Thank you. Thank you so very much. Thank you.
Thank you, and please give our best to your husband and to the rest of your family.
Gaby says bye.
OK, thank you, guys.
Hours after we spoke with Jasmine, she, her husband and their staff decided that they would reopen the restaurant for indoor dining. They then quickly changed their mind, delaying that service because of health concerns. Since then, infections have surged across Louisiana, more than doubling. As a result, the state has required that everyone over eight years old wear a mask or face covering when in public, closed all bars and capped indoor dining at 50 percent capacity. The Bullfish Bar and Kitchen, however, is still not open for indoor dining, but has continued outdoor service and takeout.
After the episode aired, “Daily” listeners began reaching out to Jasmine with offers of financial support, with prayers and with food orders.
(CRYING) I mean, the amount of calls. I would never forget the people that called from all over the world just to let us know that they’re praying for us, they’re with us and they’re supporting us. And I’m just so happy that mankind is — just so many good people in this world. I’m just thankful.
And I pray that the numbers decrease if we do our part as human beings to protect ourselves and protect each other so we can nip this virus in the bud, really. And bad things are happening. And I have no control over that. You have no control over that.

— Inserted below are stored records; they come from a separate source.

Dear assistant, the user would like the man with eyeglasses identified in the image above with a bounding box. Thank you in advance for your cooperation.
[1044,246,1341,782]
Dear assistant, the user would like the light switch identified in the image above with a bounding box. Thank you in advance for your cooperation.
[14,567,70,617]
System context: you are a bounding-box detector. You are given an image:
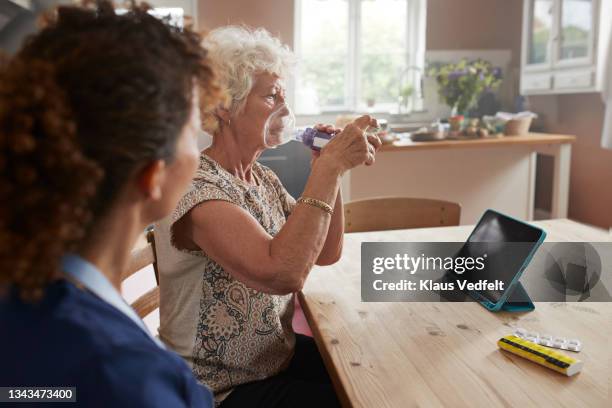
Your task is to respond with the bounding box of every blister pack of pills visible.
[513,327,582,352]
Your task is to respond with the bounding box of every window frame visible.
[290,0,427,116]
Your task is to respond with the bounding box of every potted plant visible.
[429,59,502,116]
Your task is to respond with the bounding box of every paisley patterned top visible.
[156,154,295,402]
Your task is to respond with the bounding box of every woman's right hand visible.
[319,115,382,173]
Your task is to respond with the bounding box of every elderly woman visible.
[158,27,380,407]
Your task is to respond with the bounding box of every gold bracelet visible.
[297,197,334,215]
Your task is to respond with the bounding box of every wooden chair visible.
[344,197,461,232]
[121,227,159,319]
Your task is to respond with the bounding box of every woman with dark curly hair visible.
[0,1,219,407]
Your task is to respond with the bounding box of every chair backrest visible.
[121,228,159,319]
[344,197,461,232]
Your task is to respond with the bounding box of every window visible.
[294,0,426,114]
[117,0,197,28]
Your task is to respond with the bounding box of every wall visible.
[529,94,612,228]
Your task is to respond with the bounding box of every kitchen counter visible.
[343,133,576,224]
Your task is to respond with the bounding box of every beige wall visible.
[530,94,612,228]
[198,0,293,45]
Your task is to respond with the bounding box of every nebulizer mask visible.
[264,104,335,151]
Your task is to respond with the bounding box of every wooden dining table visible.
[300,219,612,408]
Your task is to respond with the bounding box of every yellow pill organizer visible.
[497,334,583,377]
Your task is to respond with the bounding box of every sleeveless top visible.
[155,153,295,403]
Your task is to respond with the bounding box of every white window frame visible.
[289,0,427,115]
[115,0,198,29]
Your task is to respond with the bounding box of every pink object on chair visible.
[293,295,312,337]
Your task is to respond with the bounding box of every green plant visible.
[429,59,502,113]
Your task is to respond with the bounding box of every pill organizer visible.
[497,334,583,377]
[512,327,582,352]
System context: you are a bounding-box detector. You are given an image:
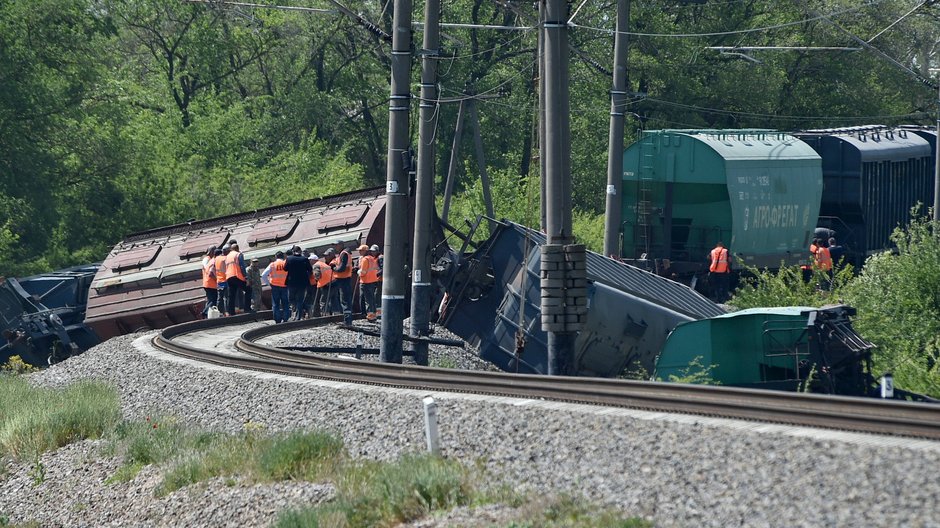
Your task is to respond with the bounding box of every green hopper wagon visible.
[621,130,823,277]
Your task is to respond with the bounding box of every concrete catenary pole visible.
[933,77,940,222]
[541,0,586,375]
[537,2,547,233]
[379,0,411,363]
[604,0,630,257]
[441,101,466,223]
[411,0,441,365]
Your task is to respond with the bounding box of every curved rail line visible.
[153,312,940,440]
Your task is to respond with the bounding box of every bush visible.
[278,455,473,528]
[846,218,940,396]
[728,264,854,310]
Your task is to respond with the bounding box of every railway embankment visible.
[0,330,940,526]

But we have control of what we do, each person individually. And just showing me and my family and others that difficult does not mean impossible. You can’t imagine how grateful and thankful I am. I’m just — oh, my god. My family, we’re so thankful.

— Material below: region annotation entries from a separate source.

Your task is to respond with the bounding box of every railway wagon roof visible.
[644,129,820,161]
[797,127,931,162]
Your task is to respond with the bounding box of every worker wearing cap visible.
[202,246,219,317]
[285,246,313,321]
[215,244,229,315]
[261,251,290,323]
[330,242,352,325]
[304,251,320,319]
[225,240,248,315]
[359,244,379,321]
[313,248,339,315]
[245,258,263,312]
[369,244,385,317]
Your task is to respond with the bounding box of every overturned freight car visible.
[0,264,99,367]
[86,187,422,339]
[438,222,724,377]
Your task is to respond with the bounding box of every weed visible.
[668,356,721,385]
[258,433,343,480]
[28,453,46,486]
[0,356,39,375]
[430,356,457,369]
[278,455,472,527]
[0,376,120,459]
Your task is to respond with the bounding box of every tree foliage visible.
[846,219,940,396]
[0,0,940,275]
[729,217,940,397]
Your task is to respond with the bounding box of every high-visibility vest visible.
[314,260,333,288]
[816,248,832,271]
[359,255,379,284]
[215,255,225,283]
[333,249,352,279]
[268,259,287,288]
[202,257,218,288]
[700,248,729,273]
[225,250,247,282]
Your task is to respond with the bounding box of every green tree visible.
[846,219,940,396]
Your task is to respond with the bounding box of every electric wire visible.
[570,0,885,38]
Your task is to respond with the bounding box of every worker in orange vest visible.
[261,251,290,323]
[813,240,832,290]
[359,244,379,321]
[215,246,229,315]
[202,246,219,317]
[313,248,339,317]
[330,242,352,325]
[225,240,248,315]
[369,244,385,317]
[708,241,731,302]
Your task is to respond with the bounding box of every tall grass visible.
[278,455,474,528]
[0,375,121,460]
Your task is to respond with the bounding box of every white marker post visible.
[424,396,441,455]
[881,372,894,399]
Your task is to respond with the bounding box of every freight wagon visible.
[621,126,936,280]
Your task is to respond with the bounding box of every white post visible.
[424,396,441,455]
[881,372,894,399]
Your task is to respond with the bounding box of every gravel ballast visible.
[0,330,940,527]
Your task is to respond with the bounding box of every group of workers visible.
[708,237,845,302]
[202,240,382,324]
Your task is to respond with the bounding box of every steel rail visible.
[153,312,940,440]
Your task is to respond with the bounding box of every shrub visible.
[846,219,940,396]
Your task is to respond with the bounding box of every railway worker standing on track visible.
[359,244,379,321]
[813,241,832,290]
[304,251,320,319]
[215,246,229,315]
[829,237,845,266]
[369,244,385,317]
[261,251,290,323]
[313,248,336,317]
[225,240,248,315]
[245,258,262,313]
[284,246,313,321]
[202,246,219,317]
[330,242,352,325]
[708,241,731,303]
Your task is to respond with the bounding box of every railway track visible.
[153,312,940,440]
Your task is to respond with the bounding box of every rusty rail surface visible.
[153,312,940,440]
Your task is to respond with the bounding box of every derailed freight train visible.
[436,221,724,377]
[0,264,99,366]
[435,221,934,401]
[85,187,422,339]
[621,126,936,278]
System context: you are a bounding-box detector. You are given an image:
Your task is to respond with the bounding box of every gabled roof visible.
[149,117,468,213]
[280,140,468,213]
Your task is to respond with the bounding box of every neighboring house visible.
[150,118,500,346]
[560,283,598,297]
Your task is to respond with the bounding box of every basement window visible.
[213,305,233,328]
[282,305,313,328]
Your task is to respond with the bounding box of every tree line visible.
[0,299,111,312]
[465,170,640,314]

Jasmine’s daughter Gaby turned 11 a few weeks ago, an event that the family celebrated with a socially distant party using Zoom.
We’ll be right back.
Here’s what else you need to know today. The Times reports that coronavirus infections are now increasing in 41 different states and that conditions nationwide are beginning to resemble the darkest days of the pandemic back in March. On Tuesday, California and Texas set new daily records with more than 10,000 new infections each. In both Texas and Florida, more than 130 people died, a record for both. And in Oklahoma on Wednesday —
- kevin stitt
It just kind of feels achy, like maybe the start of a little cold is what it feels like right now. But really, I feel fine.
The governor, Kevin Stitt, said that he had tested positive for the virus, becoming the nation’s first governor to disclose an infection.
- kevin stitt
So you just never know where it is. It’s a virus that’s in the United States. It’s in Oklahoma. And that’s why it’s the new normal.
Stitt said he was unsure how he contracted the virus. But he has attended multiple public events, often without a mask, including at an indoor rally for President Trump held a few weeks ago in Tulsa.
That’s it for “The Daily.” I’m Michael Barbaro. See you tomorrow.